Ci sono storie che nascono davvero da lontano e che portano con sé quella bellissima frase del famoso detto: “Nessuno è profeta in patria”, un preambolo onesto per parlare della prima personale di Alfredo Volpi in Italia dopo tanto tempo, ma tanto per davvero
Come in tantissime, agli inizi del Novecento, la famiglia Volpi parte per le Americhe in direzione Brasile. Il piccolo Alfredo ha qualche anno, e lì crescerà. Quello che quel bambino non può immaginare, come tanti su quelle navi dirette nel nuovo mondo con la grande speranza di trovare la cosiddetta fortuna, è che il suo nome in Brasile prenderà un posto di rilievo nel campo delle arti figurative.

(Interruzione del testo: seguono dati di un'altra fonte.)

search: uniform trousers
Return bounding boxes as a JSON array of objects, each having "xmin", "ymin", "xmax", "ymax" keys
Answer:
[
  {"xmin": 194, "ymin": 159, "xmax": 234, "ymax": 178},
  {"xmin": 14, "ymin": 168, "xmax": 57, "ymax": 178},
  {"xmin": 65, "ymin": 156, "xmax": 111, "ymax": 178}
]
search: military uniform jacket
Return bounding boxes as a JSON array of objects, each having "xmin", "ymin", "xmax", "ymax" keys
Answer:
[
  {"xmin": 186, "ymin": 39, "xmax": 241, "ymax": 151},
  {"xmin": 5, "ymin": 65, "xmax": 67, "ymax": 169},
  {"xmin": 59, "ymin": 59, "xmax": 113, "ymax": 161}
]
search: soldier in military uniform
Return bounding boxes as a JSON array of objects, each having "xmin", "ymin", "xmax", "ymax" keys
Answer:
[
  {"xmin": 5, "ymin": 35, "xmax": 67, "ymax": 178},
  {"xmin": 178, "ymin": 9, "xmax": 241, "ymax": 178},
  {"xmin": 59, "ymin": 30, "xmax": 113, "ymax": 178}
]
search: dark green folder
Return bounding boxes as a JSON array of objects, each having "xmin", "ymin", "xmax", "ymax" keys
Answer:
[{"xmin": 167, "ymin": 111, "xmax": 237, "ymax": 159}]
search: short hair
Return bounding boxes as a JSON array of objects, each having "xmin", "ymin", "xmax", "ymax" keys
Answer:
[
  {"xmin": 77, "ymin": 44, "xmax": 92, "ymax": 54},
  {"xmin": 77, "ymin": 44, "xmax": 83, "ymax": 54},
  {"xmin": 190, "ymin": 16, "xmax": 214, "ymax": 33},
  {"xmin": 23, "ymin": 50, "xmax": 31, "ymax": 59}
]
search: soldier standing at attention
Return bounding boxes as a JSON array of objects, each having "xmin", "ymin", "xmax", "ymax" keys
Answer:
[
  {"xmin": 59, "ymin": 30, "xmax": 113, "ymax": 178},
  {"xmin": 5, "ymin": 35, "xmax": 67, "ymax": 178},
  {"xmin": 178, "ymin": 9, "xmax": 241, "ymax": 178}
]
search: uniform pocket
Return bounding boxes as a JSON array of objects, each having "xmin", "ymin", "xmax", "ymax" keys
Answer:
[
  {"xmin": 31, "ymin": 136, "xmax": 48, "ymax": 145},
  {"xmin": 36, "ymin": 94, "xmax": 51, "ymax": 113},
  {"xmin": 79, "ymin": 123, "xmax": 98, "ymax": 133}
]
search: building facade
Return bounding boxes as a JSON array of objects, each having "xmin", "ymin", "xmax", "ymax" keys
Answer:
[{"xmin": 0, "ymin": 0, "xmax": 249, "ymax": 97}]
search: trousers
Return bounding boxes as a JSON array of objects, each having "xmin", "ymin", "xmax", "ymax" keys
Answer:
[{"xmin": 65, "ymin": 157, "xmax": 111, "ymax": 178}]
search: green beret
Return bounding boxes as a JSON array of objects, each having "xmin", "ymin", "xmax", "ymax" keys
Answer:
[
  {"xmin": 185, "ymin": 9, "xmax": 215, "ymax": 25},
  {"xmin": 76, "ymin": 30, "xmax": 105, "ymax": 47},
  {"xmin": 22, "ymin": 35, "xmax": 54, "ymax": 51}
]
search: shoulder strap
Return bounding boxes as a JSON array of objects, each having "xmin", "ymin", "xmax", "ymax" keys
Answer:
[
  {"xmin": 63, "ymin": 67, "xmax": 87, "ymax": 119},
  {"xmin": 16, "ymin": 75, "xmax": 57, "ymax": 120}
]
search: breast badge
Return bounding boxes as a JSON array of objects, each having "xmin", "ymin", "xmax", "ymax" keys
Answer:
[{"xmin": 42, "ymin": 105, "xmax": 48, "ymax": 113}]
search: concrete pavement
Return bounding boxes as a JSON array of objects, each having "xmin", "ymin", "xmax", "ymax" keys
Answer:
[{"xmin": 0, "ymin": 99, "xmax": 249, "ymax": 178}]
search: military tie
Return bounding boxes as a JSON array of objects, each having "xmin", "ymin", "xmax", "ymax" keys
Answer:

Salto di un secolo e qualcosa e arriviamo ai giorni nostri: Il Centro per l’arte contemporanea Luigi Pecci di Prato inaugura la retrospettiva italiana di Alfredo Volpi, uno dei protagonisti dell’arte brasiliana del Novecento. Curata da Cristiano Raimondi, un altro italiano che ha trovato più fama fuori dai confini italici che dentro, questa mostra offre un’ampia panoramica sulla straordinaria produzione del pittore modernista nato a Lucca nel 1896 e trasferitosi poi a São Paulo.
Attraverso la sua poetica, Volpi ci invita a esplorare il mondo attraverso gli occhi di un poeta visivo che narra attraverso immagini fatte di architettura urbana e di spiritualità.
Le sezioni tematiche della mostra svelano la complessità della sua pratica artistica (affascinante la volontà stessa dell’artista di occuparsi di tutto quello che era la sua opera, perfino della realizzazione delle cornici), evidenziando il suo incessante dialogo con la cultura popolare, l’artigianato e le tradizioni artistiche internazionali. La mostra “Alfredo Volpi: Lucca – São Paulo, 1896 – 1988” espone circa 70 opere che percorrono la storia di questo artista “italiano”, dalle sue prime opere degli anni Quaranta fino ai capolavori degli anni Settanta. È un percorso interessante e non privo di particolarità attraverso i momenti salienti della sua carriera; in alcuni punti si può scoprire quanto l’artista sia ancora vicino alla sua patria, come ad esempio osservando la tecnica a tempera che Volpi utilizzò fino alla sua maturità pittorica, nonostante fosse completamente “fuori moda” tra i modernisti suoi coscritti: per Volpi si trattava di omaggiare la pittura dei grandi maestri italiani quali ad esempio Giotto o i tanti toscani che aveva visto in uno dei suoi viaggi italiani.
La scelta del Centro Pecci per ospitare questa retrospettiva assume un significato simbolico particolare: sottolinea l’importanza di questa esposizione nell’ambito della nuova direzione intrapresa dall’istituzione, che mira a consolidare il ruolo del museo come protagonista dell’arte contemporanea in Italia. Stefano Collicelli Cagol, direttore del Centro Pecci, ribadisce l’importanza di questa mostra nel contesto dell’anno dedicato al paesaggio e al territorio toscano, confermando l’impegno dell’istituzione nel promuovere e sostenere i linguaggi contemporanei.
La mostra di Volpi al Centro Pecci offre al pubblico un’opportunità unica di conoscere l’opera di questo maestro, di scoprire la sua poetica visiva e apprezzarne l’impatto che ha avuto sull’arte contemporanea. E confermando il Centro Pecci come un museo che presta attenzione a progetti innovativi e fuori dalle classiche dinamiche espositive.